Season Barometer = Gut-Check Time
Yep, some of the Penguins fans (read: not of the HLOGer variety) have found this space. Probably has something to do with those farcical posts from earlier this week.
I'm very happy that you've made it this far. That being said, some of you have more work than others this round.
Blondie: I don't care if it's assists or goals, get some points. Make like the Mikes and Danny are injured again (even though they aren't). I'm going through withdrawal over here!
Tiny!Briere: Your paycheck...dude, it's HUGE. Make sure you earn it. (And no side competition for Best "Who, Me?" Face with Cindy, all right? Stand up, stay up and skate.)

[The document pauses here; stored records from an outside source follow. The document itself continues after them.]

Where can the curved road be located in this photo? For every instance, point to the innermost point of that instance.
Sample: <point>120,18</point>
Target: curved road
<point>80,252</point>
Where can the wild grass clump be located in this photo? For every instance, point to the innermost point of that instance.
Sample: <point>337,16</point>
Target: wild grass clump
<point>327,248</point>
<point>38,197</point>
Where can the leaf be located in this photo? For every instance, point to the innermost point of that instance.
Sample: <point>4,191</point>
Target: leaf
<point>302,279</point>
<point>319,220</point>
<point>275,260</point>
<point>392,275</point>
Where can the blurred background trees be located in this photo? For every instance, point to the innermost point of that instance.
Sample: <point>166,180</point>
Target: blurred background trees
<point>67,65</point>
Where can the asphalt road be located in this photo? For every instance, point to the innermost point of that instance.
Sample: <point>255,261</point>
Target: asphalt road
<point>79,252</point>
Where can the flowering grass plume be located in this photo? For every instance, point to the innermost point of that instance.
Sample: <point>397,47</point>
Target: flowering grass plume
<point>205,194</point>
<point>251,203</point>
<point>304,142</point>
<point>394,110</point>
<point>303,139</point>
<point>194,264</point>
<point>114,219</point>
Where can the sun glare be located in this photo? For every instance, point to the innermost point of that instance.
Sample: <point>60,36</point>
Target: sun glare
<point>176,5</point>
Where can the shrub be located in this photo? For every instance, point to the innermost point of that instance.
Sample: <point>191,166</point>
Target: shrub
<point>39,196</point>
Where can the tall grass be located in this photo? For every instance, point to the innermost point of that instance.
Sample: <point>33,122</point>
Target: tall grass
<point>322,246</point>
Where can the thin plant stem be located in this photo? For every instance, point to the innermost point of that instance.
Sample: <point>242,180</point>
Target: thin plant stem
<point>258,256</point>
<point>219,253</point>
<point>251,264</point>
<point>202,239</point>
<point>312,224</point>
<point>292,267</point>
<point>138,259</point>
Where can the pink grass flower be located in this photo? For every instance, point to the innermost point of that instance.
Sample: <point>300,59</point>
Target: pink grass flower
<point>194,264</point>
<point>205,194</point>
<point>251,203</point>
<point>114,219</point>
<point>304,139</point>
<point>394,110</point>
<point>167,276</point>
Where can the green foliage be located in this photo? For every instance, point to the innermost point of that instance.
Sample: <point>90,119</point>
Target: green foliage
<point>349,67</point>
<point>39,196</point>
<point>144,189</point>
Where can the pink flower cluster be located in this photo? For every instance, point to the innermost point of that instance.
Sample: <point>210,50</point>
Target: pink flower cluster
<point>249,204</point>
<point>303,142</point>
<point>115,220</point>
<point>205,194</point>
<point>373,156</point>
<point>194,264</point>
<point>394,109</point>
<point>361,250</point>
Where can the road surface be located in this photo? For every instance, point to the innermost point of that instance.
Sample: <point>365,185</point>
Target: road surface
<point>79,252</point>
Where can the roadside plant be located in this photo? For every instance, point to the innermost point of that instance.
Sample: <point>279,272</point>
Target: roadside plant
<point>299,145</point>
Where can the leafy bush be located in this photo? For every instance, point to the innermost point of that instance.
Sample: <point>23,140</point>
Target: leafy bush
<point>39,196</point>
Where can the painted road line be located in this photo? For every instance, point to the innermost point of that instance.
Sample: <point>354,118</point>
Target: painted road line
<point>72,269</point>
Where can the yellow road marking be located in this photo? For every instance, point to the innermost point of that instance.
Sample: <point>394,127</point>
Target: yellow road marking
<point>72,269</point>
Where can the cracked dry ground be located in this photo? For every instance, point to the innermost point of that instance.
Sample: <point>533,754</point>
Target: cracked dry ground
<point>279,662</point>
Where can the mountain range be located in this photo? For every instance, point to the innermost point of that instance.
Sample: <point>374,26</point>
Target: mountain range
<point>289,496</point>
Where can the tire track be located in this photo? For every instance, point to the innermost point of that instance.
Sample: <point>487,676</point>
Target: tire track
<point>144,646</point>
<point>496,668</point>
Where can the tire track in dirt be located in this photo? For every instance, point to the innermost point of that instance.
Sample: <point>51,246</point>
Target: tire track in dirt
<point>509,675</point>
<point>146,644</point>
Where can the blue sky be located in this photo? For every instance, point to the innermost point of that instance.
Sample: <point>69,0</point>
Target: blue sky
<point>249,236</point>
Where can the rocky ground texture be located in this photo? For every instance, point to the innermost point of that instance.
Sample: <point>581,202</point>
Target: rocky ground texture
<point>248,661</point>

Vinny: Where the hell are you? What are you doing? Don't get me wrong, the set-up work is invaluable. Just...I don't know...put one or two in, 'kay?
All of the D: One word...Malkin. If you require an explanation, talk to Marty or Niitty.
Goalies: Please observe every single one of your superstitions, no matter what anyone in your family or on the team says. (After all, I'll be doing my part in this arena, too!)
Coach: Drop the whole politically correct "urgency" thing. If they slack, tell them in no uncertain terms that you are not happy. A second option is to let a few (slightly disgruntled but not drunken) Flyers fans in the room. We don't just boo and yell "Sucks!" at players from other teams, as you well know.